53rd Camellia Show comes to town
Published 10:39 am Thursday, February 4, 2016
The Brookhaven Camellia Society will have its 53rd annual Camellia Show Saturday at the Brookhaven Recreation Department.
“It’s an opportunity for people to see a lot of blooms in one place, and then to also have an opportunity to go out and buy a camellia if they want to,” show chairman Homer Richardson said. “But it’s mainly to come and see camellias.”
Blooms can be entered from 7:30 a.m. to 11 a.m., when judging begins.
“We do the judging, and then it’s open to the public from 2 p.m. to 5 p.m. on Saturday,” Richardson said. “No tickets. It’s all free. We’ll also have a vendor that’s bringing in camellia plants that will be available from 8 a.m. until when we finish up that afternoon, so if people want to look around at some of the blooms and buy a plant, they can do that.”
Richardson said there should be several hundred blooms at the show.
“We have people who grow camellias that’s coming all the way from Florida, Alabama, Mississippi and Texas and they bring blooms and they come in to also judge the shows,” he said.
The camellias are then judged in categories according to size.
“Then the winners — the best of the best — go to the head table,” Richardson said. “They will have individual prizes for each of these. Best Lincoln County, for example.”
Richardson said he and his wife fell in love with camellias when they moved to Brookhaven in 1989.
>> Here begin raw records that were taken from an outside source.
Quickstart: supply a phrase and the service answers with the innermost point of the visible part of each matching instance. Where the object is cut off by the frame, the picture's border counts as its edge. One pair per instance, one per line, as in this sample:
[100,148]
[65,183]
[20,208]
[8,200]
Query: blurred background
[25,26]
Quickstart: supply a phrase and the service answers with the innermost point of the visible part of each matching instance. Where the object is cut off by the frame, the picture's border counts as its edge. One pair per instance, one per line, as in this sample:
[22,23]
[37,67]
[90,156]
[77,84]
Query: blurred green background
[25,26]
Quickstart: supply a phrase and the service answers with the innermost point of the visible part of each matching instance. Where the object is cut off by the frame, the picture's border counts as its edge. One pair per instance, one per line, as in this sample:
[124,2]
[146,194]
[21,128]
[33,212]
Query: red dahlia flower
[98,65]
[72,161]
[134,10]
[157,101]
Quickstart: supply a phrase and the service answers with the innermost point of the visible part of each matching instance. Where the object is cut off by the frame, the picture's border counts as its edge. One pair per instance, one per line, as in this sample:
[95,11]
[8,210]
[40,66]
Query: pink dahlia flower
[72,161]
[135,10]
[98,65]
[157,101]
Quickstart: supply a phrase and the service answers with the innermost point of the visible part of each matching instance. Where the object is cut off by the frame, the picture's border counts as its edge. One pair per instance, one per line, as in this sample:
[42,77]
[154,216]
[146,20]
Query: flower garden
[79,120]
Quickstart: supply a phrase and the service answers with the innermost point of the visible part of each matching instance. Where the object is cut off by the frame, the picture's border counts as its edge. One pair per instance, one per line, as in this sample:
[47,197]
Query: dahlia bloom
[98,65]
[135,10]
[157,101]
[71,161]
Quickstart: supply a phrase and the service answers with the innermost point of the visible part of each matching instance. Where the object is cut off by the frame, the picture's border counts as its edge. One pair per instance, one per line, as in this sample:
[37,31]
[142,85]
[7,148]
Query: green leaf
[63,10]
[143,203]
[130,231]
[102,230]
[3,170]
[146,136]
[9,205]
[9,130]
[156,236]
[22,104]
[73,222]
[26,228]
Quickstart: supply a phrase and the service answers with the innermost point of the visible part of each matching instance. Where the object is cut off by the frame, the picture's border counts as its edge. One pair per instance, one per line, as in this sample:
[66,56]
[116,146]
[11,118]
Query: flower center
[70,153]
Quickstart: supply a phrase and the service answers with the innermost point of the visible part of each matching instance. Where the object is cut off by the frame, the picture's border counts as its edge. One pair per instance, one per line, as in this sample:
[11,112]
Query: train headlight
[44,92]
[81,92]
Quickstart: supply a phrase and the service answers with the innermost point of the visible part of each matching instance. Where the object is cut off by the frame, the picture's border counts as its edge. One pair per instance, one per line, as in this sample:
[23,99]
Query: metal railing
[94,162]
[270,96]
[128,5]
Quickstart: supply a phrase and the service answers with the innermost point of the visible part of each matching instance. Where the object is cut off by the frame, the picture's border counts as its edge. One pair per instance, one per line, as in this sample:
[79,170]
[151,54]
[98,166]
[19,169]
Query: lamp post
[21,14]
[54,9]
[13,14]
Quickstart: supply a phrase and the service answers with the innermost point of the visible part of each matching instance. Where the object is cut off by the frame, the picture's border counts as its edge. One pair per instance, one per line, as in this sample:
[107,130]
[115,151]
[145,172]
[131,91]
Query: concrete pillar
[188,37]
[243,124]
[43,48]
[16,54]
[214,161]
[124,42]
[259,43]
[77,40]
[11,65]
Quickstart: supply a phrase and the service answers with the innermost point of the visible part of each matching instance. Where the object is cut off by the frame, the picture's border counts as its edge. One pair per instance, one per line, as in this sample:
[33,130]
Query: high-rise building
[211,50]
“They’re one of the few plants that bloom in the winter time. You don’t see many of those if you get to be too far up north, because it gets too cold for them to be growing outside. You can grow them in a greenhouse. We were down here and we saw a camellia show that was advertised in the newspaper. She went down there and won a camellia, and from that point on we have been planting camellias, growing camellias, showing camellias and judging camellias.”
Richardson said people are drawn to camellias because of their huge variety.
“These can go all the way from white to pink to red and all shades in-between,” Richardson said. “The other variety is the sizes they can be. They can be an inch and a half across or nearly as large as 8 inches in some cases. It’s just so many different forms of them. So I think that makes them sort of unique. So many varieties. There’s over 50,000 named varieties of camellias.”
The Camellia Show in Brookhaven is one of only two in Mississippi, according to Richardson.